For the mayor who imposed a “tax-and-confiscate” scheme on poor people unfortunate enough to suffer a freeway breakdown, and scheduled increases in the water and sewer rates on the poorest people barely able to pay their minimum bills, to shed crocodile tears and piously declare a desire for assurances that it won’t be a burden to boost their minimum monthly charge by over a third is to insult the intelligence of his supporters. Oh wait, they don’t care. They voted for him because he promised to run Houston like a business. And he is–after all, a business is in business to make all the money it can, and provide for its stockholders. If you see the developers, social engineers, and a coterie of wealthy lawyers and business-people as the stockholders of Houston, he’s doing a fine job of that.

I’m sure he wants feedback. I doubt he has any intention of paying attention to it, but I’m sure he wants it, so he can make a pretense of having listened to the people before making his magnanimous and just decision to reduce the fee to a mere $2 a month instead of $3.50. After all, that will be much more affordable for someone “on a fixed income.” (You know why they call it a “fixed” income? Because you’re always broke on it.)
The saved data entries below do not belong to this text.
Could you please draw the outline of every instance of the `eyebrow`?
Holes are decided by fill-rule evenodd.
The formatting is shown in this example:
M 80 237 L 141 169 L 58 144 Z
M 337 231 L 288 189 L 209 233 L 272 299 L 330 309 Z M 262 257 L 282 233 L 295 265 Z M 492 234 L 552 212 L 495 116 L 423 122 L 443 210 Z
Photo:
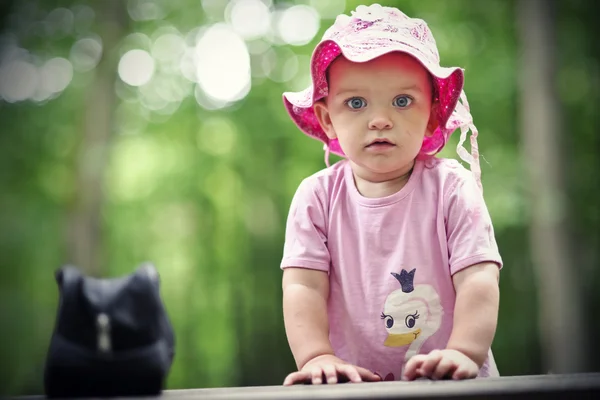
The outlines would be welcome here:
M 347 95 L 347 94 L 362 92 L 364 90 L 365 89 L 363 89 L 363 88 L 356 88 L 356 89 L 344 89 L 344 88 L 342 88 L 342 89 L 336 91 L 335 93 L 333 93 L 333 95 L 337 97 L 337 96 L 341 96 L 343 94 Z M 396 90 L 398 90 L 400 92 L 402 92 L 402 91 L 409 91 L 409 90 L 413 90 L 413 91 L 421 92 L 421 93 L 423 92 L 423 90 L 421 90 L 421 88 L 417 84 L 412 84 L 412 85 L 409 85 L 409 86 L 399 87 L 399 88 L 396 88 Z

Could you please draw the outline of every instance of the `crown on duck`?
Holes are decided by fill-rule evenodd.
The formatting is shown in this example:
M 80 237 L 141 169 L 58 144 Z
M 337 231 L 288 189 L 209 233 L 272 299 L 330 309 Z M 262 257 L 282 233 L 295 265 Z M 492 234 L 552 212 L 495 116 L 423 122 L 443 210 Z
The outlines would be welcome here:
M 398 282 L 400 282 L 400 286 L 402 287 L 402 291 L 404 293 L 410 293 L 414 290 L 414 279 L 416 270 L 417 269 L 415 268 L 412 271 L 407 272 L 403 269 L 402 271 L 400 271 L 399 274 L 392 272 L 394 278 L 396 278 Z

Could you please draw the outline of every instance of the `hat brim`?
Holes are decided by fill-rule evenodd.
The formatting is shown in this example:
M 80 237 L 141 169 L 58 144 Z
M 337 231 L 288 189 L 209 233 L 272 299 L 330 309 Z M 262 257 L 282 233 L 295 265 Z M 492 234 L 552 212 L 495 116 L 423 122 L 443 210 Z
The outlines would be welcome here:
M 451 126 L 454 124 L 448 122 L 463 89 L 464 72 L 460 67 L 441 67 L 420 52 L 418 47 L 402 42 L 375 46 L 372 49 L 340 45 L 331 39 L 319 43 L 311 59 L 310 86 L 300 92 L 283 93 L 285 108 L 296 126 L 308 136 L 323 142 L 332 153 L 344 157 L 338 141 L 330 141 L 321 128 L 313 108 L 316 101 L 327 96 L 327 68 L 340 55 L 349 61 L 360 63 L 391 52 L 402 52 L 414 57 L 433 77 L 436 101 L 439 102 L 439 106 L 436 107 L 438 129 L 432 136 L 425 137 L 420 156 L 438 153 L 446 144 L 452 131 L 456 129 Z

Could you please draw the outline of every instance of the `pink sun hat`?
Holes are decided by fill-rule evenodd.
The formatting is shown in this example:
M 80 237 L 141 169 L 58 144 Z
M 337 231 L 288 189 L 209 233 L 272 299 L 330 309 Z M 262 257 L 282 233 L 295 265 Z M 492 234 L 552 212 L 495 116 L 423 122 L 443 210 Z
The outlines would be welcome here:
M 327 68 L 342 55 L 352 62 L 366 62 L 384 54 L 400 51 L 417 59 L 431 74 L 434 86 L 438 128 L 425 137 L 418 158 L 440 152 L 457 129 L 461 137 L 457 153 L 468 162 L 481 187 L 477 129 L 463 91 L 464 72 L 460 67 L 442 67 L 437 45 L 427 23 L 410 18 L 396 8 L 379 4 L 358 6 L 352 16 L 339 15 L 315 47 L 311 58 L 311 85 L 301 92 L 283 93 L 283 102 L 298 128 L 324 143 L 326 163 L 329 152 L 345 157 L 337 139 L 329 140 L 313 109 L 316 101 L 327 96 Z M 469 129 L 471 154 L 463 147 Z

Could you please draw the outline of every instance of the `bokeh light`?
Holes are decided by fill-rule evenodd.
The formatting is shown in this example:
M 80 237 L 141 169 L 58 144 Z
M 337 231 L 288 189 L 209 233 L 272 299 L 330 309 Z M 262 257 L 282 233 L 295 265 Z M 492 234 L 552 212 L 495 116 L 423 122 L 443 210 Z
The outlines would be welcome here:
M 139 87 L 140 101 L 148 110 L 158 111 L 169 105 L 169 101 L 161 96 L 159 85 L 153 82 Z
M 0 36 L 0 99 L 44 102 L 73 80 L 73 64 L 63 57 L 44 59 L 18 45 L 16 35 Z
M 156 0 L 129 0 L 127 11 L 134 21 L 160 20 L 166 15 L 163 6 Z
M 187 47 L 184 49 L 179 62 L 179 71 L 181 75 L 190 82 L 197 83 L 197 71 L 196 71 L 196 52 L 193 47 Z
M 262 68 L 274 82 L 288 82 L 298 73 L 298 56 L 288 47 L 274 47 L 263 57 Z
M 260 39 L 246 42 L 246 46 L 248 47 L 248 52 L 252 55 L 263 54 L 265 51 L 271 48 L 271 44 L 269 42 Z
M 61 38 L 73 31 L 75 15 L 68 8 L 55 8 L 46 16 L 44 25 L 46 35 Z
M 200 88 L 219 102 L 234 102 L 250 90 L 250 55 L 243 39 L 228 25 L 208 28 L 195 48 Z
M 38 73 L 25 60 L 9 60 L 0 65 L 0 96 L 9 103 L 29 99 L 36 91 Z
M 165 33 L 152 44 L 152 56 L 162 62 L 178 61 L 185 52 L 185 42 L 176 33 Z
M 297 84 L 298 55 L 285 46 L 309 43 L 319 31 L 320 14 L 333 15 L 346 2 L 326 3 L 201 0 L 208 24 L 187 33 L 161 24 L 150 36 L 134 32 L 120 41 L 120 82 L 136 88 L 136 94 L 126 97 L 139 100 L 149 111 L 170 114 L 190 95 L 203 108 L 215 110 L 243 99 L 252 84 L 266 79 Z M 167 14 L 166 5 L 158 0 L 128 0 L 126 7 L 134 21 L 161 20 Z M 74 73 L 94 70 L 105 53 L 101 38 L 92 32 L 93 8 L 84 4 L 58 7 L 42 20 L 35 19 L 35 10 L 28 10 L 19 18 L 31 20 L 30 29 L 55 39 L 73 35 L 73 41 L 66 58 L 55 55 L 44 63 L 39 55 L 4 35 L 0 97 L 9 102 L 56 97 L 73 81 Z M 117 92 L 122 97 L 123 90 Z
M 152 39 L 145 33 L 134 32 L 125 36 L 121 41 L 120 54 L 123 55 L 129 50 L 146 50 L 150 51 L 152 48 Z
M 87 34 L 94 23 L 96 12 L 85 4 L 76 4 L 71 7 L 74 16 L 74 31 L 77 34 Z
M 261 0 L 233 0 L 225 9 L 225 19 L 246 40 L 269 32 L 269 7 Z
M 319 13 L 314 8 L 292 6 L 284 10 L 276 22 L 277 34 L 287 44 L 303 46 L 315 37 L 320 22 Z
M 102 41 L 98 36 L 79 39 L 73 44 L 69 54 L 73 69 L 78 72 L 94 69 L 101 58 Z
M 209 20 L 222 21 L 228 2 L 223 0 L 202 0 L 202 8 Z
M 46 61 L 38 70 L 39 80 L 34 100 L 43 101 L 69 86 L 73 79 L 73 66 L 69 60 L 56 57 Z
M 154 59 L 145 50 L 129 50 L 119 61 L 119 77 L 131 86 L 148 83 L 154 75 Z

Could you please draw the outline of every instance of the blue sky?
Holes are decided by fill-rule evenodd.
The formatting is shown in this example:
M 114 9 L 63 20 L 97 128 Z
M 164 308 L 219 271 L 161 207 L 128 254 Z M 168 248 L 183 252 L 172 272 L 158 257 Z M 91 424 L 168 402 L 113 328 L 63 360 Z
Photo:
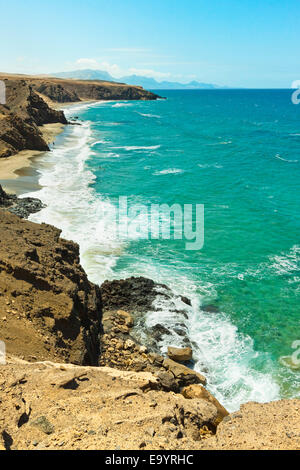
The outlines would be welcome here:
M 0 0 L 0 71 L 98 68 L 285 87 L 300 79 L 299 0 Z

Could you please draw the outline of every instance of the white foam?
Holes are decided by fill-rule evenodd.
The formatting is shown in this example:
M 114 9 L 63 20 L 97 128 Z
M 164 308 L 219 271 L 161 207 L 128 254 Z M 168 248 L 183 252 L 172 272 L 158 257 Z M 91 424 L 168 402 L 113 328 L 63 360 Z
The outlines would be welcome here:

And just remember, Houston has a strong-mayor form of government. In reality, the council is little more than a rubber stamp, especially with the large number of Democrats that the mayor can count on backing him. No council has permanently defeated a mayoral proposal more than once or twice per term–if that. On the rare occasion something looks iffy, it will usually get withdrawn and re-worked–or the recalcitrant council members worked on. I think Mayor Brown once got defeated once on a substantive issue. Once. And White got defeated only a few weeks ago…for about 20 minutes.

Well, I’ve said enough about the politicians and politics of the deal tonight. Tomorrow, I’ll start in on why the mechanics of the matter are awful and even more unfair than it looks at first glance.